A while back, I read Ara Norenzayan’s book, ‘Big Gods: How Religion Transformed Cooperation and Conflict‘.  I’m posting this review somewhat from memory, but I’ve had a couple of conversations about it lately and I think it might be good to move the discussion here.

In the book, Norenzayan asks an interesting question.  How did large scale societies develop?  How did they develop the social cohesion that allowed them to eventually grow into state societies?  

He answers that question with a theory.  They developed from worshipping big gods, that is, big as opposed to the relatively minor spirits that most hunter-gatherers worship.  These big gods, moralizing gods, watched what people were doing, far more than any human could, and insured societal cooperation on a large scale.

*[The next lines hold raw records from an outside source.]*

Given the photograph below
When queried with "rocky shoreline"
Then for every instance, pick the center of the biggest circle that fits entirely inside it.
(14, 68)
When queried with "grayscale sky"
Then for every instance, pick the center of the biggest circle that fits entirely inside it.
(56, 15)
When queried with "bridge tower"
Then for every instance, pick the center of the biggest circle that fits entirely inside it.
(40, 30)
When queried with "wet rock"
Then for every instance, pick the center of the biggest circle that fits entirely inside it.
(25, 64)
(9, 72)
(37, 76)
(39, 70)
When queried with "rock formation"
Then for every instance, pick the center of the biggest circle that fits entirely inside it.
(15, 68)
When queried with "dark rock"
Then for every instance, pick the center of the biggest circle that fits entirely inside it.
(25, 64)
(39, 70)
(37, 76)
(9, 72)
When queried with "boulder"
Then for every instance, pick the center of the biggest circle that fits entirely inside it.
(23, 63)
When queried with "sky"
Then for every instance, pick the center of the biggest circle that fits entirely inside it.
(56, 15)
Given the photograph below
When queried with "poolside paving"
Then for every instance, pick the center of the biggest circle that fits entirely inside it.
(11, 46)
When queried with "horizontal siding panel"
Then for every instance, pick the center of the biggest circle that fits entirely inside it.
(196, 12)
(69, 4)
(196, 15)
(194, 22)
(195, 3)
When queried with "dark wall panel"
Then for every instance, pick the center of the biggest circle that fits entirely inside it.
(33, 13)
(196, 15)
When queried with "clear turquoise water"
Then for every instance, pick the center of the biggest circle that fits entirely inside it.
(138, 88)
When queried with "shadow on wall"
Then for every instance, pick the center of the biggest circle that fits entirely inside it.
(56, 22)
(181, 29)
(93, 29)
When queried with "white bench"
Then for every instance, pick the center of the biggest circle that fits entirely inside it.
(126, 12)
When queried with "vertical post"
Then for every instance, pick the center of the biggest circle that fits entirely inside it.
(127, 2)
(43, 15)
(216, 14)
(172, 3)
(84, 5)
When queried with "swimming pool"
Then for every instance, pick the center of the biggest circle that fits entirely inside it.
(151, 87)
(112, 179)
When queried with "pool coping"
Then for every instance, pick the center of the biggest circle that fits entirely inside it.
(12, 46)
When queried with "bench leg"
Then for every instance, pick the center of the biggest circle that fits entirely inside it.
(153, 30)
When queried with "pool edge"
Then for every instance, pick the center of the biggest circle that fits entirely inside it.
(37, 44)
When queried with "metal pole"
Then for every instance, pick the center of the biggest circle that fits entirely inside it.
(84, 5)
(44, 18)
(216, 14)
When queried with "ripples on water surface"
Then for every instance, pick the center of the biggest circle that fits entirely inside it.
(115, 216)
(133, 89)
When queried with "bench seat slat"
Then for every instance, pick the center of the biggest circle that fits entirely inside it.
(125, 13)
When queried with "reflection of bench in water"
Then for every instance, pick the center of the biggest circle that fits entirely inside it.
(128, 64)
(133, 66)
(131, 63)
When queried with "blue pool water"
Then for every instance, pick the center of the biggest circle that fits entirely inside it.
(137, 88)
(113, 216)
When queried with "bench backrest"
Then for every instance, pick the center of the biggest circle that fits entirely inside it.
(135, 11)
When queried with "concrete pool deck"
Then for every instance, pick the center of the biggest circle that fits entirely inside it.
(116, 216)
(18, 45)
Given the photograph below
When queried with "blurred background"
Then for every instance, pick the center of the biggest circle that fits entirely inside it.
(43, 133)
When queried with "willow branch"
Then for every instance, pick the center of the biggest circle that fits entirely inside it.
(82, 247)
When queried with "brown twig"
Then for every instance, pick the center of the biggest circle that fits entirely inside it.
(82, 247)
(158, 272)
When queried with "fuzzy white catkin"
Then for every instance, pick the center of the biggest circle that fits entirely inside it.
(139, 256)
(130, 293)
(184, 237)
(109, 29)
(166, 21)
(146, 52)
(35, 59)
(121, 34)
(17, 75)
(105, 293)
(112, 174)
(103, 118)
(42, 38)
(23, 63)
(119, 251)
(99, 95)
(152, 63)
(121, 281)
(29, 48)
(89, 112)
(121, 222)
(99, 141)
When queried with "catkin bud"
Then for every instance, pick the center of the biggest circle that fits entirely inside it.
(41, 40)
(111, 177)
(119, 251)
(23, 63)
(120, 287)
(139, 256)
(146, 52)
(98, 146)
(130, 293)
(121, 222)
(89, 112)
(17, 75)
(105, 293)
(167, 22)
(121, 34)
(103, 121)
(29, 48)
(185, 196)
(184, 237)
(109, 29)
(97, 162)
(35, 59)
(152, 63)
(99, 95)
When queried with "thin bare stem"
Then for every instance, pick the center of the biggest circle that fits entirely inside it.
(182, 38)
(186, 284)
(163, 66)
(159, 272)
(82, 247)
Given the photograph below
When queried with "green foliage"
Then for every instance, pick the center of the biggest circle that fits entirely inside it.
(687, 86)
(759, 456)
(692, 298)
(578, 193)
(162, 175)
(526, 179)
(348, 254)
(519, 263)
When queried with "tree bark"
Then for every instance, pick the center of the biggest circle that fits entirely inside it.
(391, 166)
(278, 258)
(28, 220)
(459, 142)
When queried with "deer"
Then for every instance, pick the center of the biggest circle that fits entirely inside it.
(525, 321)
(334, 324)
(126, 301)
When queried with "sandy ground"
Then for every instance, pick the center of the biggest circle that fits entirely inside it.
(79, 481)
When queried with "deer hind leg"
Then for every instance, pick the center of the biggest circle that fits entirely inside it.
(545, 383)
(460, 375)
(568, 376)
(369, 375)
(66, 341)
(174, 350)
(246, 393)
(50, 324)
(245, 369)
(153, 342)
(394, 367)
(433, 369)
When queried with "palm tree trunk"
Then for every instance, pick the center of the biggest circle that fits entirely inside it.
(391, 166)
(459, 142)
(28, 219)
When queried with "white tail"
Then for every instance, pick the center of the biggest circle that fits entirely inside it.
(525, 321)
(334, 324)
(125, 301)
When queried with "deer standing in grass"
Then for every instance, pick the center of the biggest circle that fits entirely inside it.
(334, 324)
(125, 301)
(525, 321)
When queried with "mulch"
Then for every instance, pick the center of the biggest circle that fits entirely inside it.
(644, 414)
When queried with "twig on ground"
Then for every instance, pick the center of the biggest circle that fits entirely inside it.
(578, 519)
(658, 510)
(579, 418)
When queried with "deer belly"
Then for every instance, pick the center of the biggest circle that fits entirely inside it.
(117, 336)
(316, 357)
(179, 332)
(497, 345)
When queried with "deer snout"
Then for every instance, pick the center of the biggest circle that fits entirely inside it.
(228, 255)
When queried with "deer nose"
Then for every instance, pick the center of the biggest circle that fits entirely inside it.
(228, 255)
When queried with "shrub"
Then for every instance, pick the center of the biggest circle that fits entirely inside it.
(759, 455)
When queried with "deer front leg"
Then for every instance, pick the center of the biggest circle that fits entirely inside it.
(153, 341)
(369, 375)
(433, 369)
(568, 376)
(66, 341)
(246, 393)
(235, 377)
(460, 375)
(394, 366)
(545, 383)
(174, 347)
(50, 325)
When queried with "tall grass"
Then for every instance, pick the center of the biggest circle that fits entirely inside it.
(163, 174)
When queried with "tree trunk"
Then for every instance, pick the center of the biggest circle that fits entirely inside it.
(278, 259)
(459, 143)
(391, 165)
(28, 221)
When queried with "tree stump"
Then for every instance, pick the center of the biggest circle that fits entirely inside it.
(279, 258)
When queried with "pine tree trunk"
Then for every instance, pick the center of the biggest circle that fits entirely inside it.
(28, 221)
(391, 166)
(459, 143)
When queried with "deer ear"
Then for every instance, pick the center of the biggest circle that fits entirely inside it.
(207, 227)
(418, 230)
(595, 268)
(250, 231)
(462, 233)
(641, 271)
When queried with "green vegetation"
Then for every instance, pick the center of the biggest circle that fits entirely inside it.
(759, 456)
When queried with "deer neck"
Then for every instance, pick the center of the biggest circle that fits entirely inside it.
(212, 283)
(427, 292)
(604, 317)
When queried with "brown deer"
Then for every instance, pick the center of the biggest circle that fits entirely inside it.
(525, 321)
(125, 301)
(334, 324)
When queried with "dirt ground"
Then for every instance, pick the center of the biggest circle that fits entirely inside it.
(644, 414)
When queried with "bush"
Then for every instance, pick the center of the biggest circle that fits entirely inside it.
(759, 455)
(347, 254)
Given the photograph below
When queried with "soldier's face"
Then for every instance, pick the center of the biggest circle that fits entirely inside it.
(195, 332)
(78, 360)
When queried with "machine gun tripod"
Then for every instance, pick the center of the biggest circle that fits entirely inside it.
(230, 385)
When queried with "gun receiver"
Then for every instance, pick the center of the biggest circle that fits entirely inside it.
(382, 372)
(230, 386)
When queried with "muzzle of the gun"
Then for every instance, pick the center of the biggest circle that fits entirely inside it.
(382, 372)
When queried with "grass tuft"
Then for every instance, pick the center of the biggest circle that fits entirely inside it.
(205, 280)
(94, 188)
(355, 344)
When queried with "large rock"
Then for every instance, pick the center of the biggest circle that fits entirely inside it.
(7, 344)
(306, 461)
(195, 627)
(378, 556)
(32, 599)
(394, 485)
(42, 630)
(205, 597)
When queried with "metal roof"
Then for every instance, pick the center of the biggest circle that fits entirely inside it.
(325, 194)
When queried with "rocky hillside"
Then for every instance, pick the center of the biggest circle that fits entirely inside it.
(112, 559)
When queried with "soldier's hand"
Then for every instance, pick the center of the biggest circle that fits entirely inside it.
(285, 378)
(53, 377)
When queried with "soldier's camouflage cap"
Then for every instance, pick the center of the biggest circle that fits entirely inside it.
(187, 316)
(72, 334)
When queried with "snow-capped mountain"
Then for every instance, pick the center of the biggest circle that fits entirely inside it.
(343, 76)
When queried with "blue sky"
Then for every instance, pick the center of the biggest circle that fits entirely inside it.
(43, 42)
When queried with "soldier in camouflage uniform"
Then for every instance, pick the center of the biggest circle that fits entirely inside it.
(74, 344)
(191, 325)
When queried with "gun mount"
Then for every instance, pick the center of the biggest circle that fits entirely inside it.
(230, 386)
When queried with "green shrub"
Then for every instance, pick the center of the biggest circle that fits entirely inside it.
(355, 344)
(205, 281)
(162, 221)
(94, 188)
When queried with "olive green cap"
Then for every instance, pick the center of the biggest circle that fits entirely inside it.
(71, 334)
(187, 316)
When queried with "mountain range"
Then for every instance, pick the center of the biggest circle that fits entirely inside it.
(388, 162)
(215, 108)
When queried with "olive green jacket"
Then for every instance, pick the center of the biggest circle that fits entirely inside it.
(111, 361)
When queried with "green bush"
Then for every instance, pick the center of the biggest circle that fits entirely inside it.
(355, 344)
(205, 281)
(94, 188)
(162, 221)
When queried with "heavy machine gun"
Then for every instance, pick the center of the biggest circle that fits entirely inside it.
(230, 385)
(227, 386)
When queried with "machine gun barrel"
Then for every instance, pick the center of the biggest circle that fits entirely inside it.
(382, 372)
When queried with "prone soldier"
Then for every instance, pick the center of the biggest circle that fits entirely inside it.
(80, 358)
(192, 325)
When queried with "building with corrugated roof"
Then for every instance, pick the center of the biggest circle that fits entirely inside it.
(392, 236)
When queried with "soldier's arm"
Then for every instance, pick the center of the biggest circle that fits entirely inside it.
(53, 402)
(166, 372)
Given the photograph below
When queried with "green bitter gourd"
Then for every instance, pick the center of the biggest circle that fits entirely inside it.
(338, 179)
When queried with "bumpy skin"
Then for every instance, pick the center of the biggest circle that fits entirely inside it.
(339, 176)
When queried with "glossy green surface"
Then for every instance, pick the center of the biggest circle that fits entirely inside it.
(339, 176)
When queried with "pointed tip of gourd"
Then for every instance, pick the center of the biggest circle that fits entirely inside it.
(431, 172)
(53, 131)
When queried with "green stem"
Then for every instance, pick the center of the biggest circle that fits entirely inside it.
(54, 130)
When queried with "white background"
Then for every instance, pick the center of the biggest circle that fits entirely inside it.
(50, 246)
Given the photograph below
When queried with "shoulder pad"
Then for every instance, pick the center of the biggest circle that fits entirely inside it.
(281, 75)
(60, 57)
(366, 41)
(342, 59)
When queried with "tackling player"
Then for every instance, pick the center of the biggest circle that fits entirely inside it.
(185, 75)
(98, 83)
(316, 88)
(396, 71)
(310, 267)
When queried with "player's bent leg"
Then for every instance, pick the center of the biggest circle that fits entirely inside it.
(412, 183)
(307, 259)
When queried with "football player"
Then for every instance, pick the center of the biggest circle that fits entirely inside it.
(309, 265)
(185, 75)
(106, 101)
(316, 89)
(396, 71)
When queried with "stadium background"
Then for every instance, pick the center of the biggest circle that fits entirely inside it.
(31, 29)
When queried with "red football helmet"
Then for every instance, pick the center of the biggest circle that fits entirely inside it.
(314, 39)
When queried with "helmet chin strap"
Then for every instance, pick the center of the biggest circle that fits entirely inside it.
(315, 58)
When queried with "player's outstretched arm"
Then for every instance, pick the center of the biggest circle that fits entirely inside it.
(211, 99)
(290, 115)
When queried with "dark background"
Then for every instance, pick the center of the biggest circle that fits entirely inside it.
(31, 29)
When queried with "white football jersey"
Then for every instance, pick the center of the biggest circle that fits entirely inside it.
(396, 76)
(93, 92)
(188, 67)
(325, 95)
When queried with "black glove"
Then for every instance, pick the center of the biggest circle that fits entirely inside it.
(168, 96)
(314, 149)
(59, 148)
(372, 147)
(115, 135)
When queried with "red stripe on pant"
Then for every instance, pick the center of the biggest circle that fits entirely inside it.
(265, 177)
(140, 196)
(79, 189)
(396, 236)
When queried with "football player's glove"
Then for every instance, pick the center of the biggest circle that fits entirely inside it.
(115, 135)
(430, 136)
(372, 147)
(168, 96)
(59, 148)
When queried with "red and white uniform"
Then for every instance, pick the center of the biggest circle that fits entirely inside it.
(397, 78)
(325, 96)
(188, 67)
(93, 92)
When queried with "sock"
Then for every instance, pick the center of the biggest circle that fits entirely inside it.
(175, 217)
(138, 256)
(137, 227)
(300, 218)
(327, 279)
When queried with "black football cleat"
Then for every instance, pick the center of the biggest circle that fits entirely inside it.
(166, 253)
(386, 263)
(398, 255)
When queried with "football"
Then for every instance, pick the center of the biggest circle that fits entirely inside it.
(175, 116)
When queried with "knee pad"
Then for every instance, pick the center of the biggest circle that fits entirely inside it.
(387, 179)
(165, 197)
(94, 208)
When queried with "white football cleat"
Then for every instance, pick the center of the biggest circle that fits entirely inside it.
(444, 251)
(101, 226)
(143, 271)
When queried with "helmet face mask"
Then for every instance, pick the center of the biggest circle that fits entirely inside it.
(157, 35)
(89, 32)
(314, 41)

The idea here is that if people feel they are being watched, they will act better.  If they understand that others, strangers, in a society think they are being watched, particularly by the same gods enforcing the same moral prosocial behaviors, they’ll trust those strangers far more than they would otherwise.

This would also explain why atheists have historically been shunned in most societies.  After all, if belief in the same ever watchful gods is a foundation of trust in your fellow citizen, a nonbeliever won’t seem very trustworthy.  A believer in another god or gods may also seem untrustworthy, although perhaps not as much as the complete nonbeliever.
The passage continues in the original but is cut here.